Based on trends experienced at NHCAC’s other primary care facilities, most of the patients anticipated in Harrison “will have Medicaid insurance or none at all,” Quigley said. “Obamacare has increased our Medicaid population [at other sites] by 20% and has reduced our charity care by the same amount.”

Until Medicare/Medicaid reimbursement starts to come in at Harrison, the NHCAC figures that, “we will lose close to $100,000 in the first four to six months of operation in Harrison,” Quigley said. Nonetheless, the agency is resolved to go forward.

Quigley said the NHCAC will absorb the cost of all personnel assigned to the Harrison facility, although how many there will be has yet to be determined. That, she said, will depend on “the number of hours” it will be open and the volume of patients.

As of now, the Harrison Health Center will be open weekdays and will be staffed by at least “one full-time physician and two or three support people,” she said.

The Harrison facility will offer primary care to adults and children but no surgical procedures, cardiology care, mental health or emergency services will be available, Quigley said. Appointments will be encouraged but walk-ins will be accepted.

“As a Patient Centered Medical Home, the Harrison Health Center will be under federal supervision and we will be accredited by the Joint Commission [essential for Medicaid reimbursement],” she said.

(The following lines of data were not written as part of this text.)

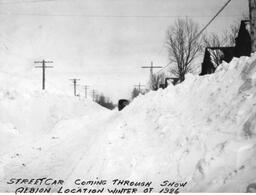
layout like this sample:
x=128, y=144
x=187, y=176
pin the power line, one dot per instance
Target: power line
x=19, y=2
x=222, y=8
x=43, y=70
x=112, y=16
x=213, y=18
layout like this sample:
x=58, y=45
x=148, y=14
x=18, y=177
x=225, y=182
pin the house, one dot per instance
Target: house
x=214, y=56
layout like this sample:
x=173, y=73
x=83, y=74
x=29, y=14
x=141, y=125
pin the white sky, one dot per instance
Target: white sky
x=89, y=40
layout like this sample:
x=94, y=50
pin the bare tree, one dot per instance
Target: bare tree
x=184, y=45
x=215, y=40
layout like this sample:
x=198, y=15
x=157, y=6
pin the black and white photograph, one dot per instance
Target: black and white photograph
x=127, y=96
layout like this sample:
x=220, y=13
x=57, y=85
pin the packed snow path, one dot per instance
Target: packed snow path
x=202, y=131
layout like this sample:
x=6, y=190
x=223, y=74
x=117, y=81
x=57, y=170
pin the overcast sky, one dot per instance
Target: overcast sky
x=102, y=42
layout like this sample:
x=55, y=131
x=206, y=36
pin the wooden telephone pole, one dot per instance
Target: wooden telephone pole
x=85, y=90
x=43, y=70
x=75, y=84
x=252, y=14
x=93, y=95
x=139, y=86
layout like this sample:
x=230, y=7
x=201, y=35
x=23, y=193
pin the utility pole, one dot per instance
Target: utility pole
x=139, y=86
x=74, y=84
x=252, y=14
x=85, y=90
x=151, y=68
x=43, y=70
x=93, y=95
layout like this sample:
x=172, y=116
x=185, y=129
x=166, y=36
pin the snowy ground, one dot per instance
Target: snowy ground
x=202, y=131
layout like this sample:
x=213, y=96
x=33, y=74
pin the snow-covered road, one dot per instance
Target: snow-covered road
x=201, y=132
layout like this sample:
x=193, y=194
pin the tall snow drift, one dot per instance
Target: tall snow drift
x=202, y=131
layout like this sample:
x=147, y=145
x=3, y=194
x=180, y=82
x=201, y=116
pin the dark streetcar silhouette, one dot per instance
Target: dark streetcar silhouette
x=122, y=103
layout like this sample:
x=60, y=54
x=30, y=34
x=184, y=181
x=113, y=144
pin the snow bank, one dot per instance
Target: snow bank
x=202, y=131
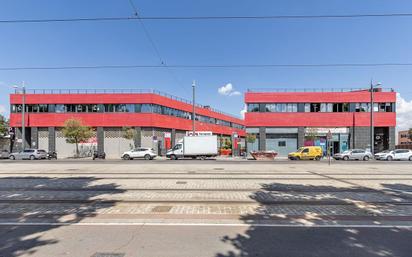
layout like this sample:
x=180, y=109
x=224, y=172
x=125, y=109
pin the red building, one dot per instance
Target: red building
x=159, y=119
x=285, y=120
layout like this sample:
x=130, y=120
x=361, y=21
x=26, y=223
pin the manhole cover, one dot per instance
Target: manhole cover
x=108, y=255
x=161, y=208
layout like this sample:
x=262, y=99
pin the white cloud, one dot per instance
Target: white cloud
x=2, y=109
x=243, y=111
x=403, y=113
x=228, y=90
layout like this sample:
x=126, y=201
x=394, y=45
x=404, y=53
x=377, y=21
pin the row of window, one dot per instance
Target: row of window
x=321, y=107
x=121, y=108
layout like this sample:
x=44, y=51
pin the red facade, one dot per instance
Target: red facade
x=319, y=119
x=119, y=119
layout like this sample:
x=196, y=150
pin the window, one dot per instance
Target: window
x=281, y=107
x=340, y=107
x=253, y=107
x=315, y=107
x=362, y=107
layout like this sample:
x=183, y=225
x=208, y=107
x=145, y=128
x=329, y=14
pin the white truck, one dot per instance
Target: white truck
x=194, y=147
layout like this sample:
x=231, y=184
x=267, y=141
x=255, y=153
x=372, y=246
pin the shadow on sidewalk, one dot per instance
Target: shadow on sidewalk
x=17, y=240
x=301, y=238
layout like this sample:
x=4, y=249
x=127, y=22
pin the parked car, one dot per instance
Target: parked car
x=354, y=154
x=307, y=153
x=4, y=154
x=28, y=154
x=399, y=154
x=98, y=155
x=194, y=147
x=382, y=155
x=141, y=152
x=52, y=155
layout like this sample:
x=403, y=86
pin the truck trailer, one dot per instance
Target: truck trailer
x=194, y=147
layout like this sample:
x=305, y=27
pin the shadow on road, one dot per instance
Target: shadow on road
x=17, y=240
x=308, y=240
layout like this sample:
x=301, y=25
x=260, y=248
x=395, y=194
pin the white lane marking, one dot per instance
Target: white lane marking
x=198, y=224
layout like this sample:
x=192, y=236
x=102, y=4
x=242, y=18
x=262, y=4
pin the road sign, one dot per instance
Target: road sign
x=329, y=135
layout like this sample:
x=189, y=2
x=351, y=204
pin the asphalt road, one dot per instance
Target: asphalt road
x=204, y=241
x=219, y=208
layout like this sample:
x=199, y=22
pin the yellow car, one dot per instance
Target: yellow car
x=307, y=153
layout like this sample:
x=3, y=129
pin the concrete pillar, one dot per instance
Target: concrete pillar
x=352, y=143
x=17, y=146
x=35, y=138
x=173, y=137
x=138, y=137
x=52, y=139
x=301, y=136
x=392, y=143
x=262, y=138
x=100, y=140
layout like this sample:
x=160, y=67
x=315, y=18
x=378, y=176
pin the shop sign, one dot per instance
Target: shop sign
x=325, y=131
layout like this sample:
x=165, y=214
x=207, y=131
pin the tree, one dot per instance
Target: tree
x=75, y=132
x=4, y=126
x=129, y=134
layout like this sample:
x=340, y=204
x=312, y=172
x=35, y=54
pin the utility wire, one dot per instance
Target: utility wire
x=263, y=17
x=229, y=66
x=149, y=37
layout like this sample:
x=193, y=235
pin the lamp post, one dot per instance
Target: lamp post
x=194, y=106
x=23, y=112
x=372, y=128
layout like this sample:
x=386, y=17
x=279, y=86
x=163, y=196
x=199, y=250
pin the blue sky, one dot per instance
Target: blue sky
x=206, y=42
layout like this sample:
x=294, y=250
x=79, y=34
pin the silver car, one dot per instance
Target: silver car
x=354, y=154
x=29, y=154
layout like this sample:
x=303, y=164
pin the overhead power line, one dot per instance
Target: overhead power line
x=229, y=66
x=153, y=44
x=257, y=17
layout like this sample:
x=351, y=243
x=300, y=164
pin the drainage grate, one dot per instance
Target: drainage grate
x=161, y=208
x=108, y=255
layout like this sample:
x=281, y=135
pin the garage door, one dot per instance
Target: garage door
x=282, y=146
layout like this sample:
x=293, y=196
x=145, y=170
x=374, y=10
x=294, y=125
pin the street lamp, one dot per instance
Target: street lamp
x=372, y=129
x=23, y=123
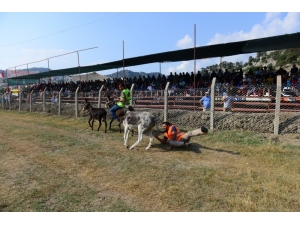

The U.S. Department of Health & Human Services says that a PCMH “is accountable for meeting the large majority of each patient’s health care needs, including prevention and wellness, acute and chronic care,” and may involve counseling by “pharmacists, nutritionists, social workers, educators” and the like.

It is hoped that providing access to the Harrison facility will cut down on patient visits to already overburdened area hospitals and offer patients shorter waiting times and enhanced care.